Differential diagnosis of PFAPA syndrome is broad, including infections, malignancies, systemic autoimmune diseases, and other autoinflammatory syndromes, such as familial Mediterranean fever. In our case, extensive infectious workup was negative, and the autoantibody profile was unremarkable. The patient did not have erysipelas-like rash or symptoms of serositis, which are cardinal features of familial Mediterranean fever, and FMF gene mutation was negative in the autoinflammatory panel.

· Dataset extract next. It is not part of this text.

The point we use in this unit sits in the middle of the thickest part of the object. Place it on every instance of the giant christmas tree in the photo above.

Pediatric PFAPA syndrome is a self-limited disease with no long-term sequelae, although studies in adults are lacking [10–12]. Glucocorticoids are the first-line treatment, with symptoms improving within 24 h after a single dose of prednisone (1–2 mg/kg) [13] but cannot prevent subsequent fever flares [13]. There are multiple small studies on the use of colchicine in the pediatric population [10,14–16], but only limited evidence in the adult population [17–19]. It is postulated that there is upregulation of IL-1 beta in PFAPA syndrome, and colchicine acts through its inhibitory effect on the nucleotide-binding domain, leucine-rich repeat/pyrin domain-containing-3 inflammasome and IL-1 beta production [20]. Colchicine worked effectively in our case, with a substantial decrease in the number of flares, and we used 0.6 mg twice daily dosing as opposed to the dose used in other case reports [18]. IL-1 blockade with anakinra and canakinumab has been a recent development in PFAPA treatment, due to the association of elevated IL-1 beta-related transcripts during PFAPA flares [21–24]. Many studies support tonsillectomy with or without adenoidectomy in controlling symptoms or inducing remission, but attacks can recur after the surgery. Tonsillectomy seems less effective in adults than in children [25].
Conclusions
Adult-onset PFAPA syndrome is rare, and physicians are even less aware of it. It is a clinical diagnosis, but the lack of a 1 specific clinical feature should not preclude making the diagnosis if the clinical picture is otherwise highly suggestive of it. Colchicine has a potential prophylactic role, but larger studies are required for a definitive therapeutic assessment.